The project finished on April 2023 and the scientific results were accepted by the SNSF.

The past few years have witnessed a rise in demand for real-time intelligence, as businesses from a wide-range of application domains increasingly require interactive data analytics for making insightful decisions in fast-breaking situations. As the amount of data accumulated by applications continues to grow faster than Moore’s law, achieving real-time intelligence requires a computational infrastructure that can sift through billions of rows in milliseconds. These demanding requirements have led to the development of a new breed of analytical database engines that are designed to exploit the massive parallelism and high memory bandwidth of General-Purpose Graphics Processing Units (GPU) to provide as much as 700× performance improvement over traditional CPU-based analytical engines in some situations [2, 3, 4].

For all the performance benefit provided by these new GPU-based engines, they significantly lag behind CPU-based engines with respect to versatility. All current GPU-based engines make one or more simplifying assumptions about several aspects like data size, workload partitionability, expected concurrency levels, or SQL compatibility, to name a few. For instance, in order to achieve the advertised 700× improvement in performance, GPU-based engines typically require all data to be loaded in the limited device memory of GPUs and co-partitioned in such a way that queries can be executed without any data movement. While certain niche applications, like interactive geo-visualization, fit these assumptions, most others require the performance of these GPU-based engines without sacrificing the versatility of traditional CPU-based analytical engines.

Our goal is to build an in-memory, analytical engine that enables real-time business intelligence by supporting concurrent execution of ad-hoc SQL queries over Terabyte-sized databases using multiple GPUs.

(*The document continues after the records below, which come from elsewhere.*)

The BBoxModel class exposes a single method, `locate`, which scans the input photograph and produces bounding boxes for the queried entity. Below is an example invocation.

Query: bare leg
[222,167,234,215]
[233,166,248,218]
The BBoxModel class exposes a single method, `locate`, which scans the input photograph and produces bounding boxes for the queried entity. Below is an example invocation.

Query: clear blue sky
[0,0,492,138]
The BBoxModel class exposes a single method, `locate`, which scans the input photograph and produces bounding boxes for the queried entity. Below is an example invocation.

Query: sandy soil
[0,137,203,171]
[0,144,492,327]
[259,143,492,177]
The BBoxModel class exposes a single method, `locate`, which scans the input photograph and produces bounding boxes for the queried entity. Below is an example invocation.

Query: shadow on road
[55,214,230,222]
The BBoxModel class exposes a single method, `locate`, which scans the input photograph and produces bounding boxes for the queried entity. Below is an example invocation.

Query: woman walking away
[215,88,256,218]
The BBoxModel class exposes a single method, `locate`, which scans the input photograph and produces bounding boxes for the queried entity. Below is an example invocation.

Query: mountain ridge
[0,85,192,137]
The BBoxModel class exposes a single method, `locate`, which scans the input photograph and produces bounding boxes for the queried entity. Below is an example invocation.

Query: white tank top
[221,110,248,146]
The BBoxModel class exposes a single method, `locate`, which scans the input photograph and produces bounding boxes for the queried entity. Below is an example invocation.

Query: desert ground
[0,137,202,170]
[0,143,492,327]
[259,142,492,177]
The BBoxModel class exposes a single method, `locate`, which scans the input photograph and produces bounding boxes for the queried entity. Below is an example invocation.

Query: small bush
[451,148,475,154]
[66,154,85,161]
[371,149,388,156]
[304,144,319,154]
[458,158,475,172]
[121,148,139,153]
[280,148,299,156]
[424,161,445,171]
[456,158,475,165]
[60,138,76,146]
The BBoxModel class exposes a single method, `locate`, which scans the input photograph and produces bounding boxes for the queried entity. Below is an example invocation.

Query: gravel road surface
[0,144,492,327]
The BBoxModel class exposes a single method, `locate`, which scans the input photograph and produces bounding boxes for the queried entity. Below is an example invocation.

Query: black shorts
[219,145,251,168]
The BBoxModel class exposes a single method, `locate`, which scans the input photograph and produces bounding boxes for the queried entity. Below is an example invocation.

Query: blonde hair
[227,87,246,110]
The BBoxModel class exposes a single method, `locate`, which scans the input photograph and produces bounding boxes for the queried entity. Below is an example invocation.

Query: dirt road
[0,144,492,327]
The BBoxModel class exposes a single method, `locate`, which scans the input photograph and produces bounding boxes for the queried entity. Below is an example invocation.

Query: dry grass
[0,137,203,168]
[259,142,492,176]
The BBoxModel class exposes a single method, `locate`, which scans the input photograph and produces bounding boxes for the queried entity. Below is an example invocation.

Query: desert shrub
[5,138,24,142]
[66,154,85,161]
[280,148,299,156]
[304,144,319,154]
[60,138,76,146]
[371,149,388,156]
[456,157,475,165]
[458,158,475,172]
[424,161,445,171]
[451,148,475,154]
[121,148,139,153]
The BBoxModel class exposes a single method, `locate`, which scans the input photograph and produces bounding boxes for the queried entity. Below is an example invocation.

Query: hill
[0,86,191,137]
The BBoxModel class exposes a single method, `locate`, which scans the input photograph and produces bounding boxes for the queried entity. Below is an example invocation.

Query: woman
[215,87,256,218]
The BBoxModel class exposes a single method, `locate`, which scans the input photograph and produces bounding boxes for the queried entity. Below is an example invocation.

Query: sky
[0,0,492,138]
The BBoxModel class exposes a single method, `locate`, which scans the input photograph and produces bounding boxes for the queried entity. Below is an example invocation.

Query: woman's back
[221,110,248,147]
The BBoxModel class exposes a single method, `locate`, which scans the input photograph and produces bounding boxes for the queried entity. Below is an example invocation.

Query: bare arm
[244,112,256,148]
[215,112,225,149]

To achieve this goal, we will revisit the three central design aspects that govern the functioning of an analytical engine, namely, data layout and storage models, query execution and processing models, run-time optimization and scheduling models. For each aspect, we will investigate the applicability of current CPU-based techniques in the new multi-GPU context, research new techniques that can exploit GPU-specific properties, and perform a systematic analysis to establish rules of thumb for designing versatile, GPU-based data analytics engines.

The DIAS lab has a legacy of developing open-source database engines, like Shore-MT, that have been used as a platform by several researchers from both academia and industry for advancing state-of-the-art in database research. Our intention is to continue this tradition by developing an open-source GPU-based analytics engine that can be used by the data management community as a foundational platform for building more advanced analytics applications. Given the growing popularity of data analytics in the Swiss industrial sector, we also expect the results from our research to directly impact society by transforming several application domains like finance, security, and e-commerce.

The project is funded by the Swiss National Science Foundation, Project No.: 200021_178894

This project is part of Proteus DBMS (proteusdb.com).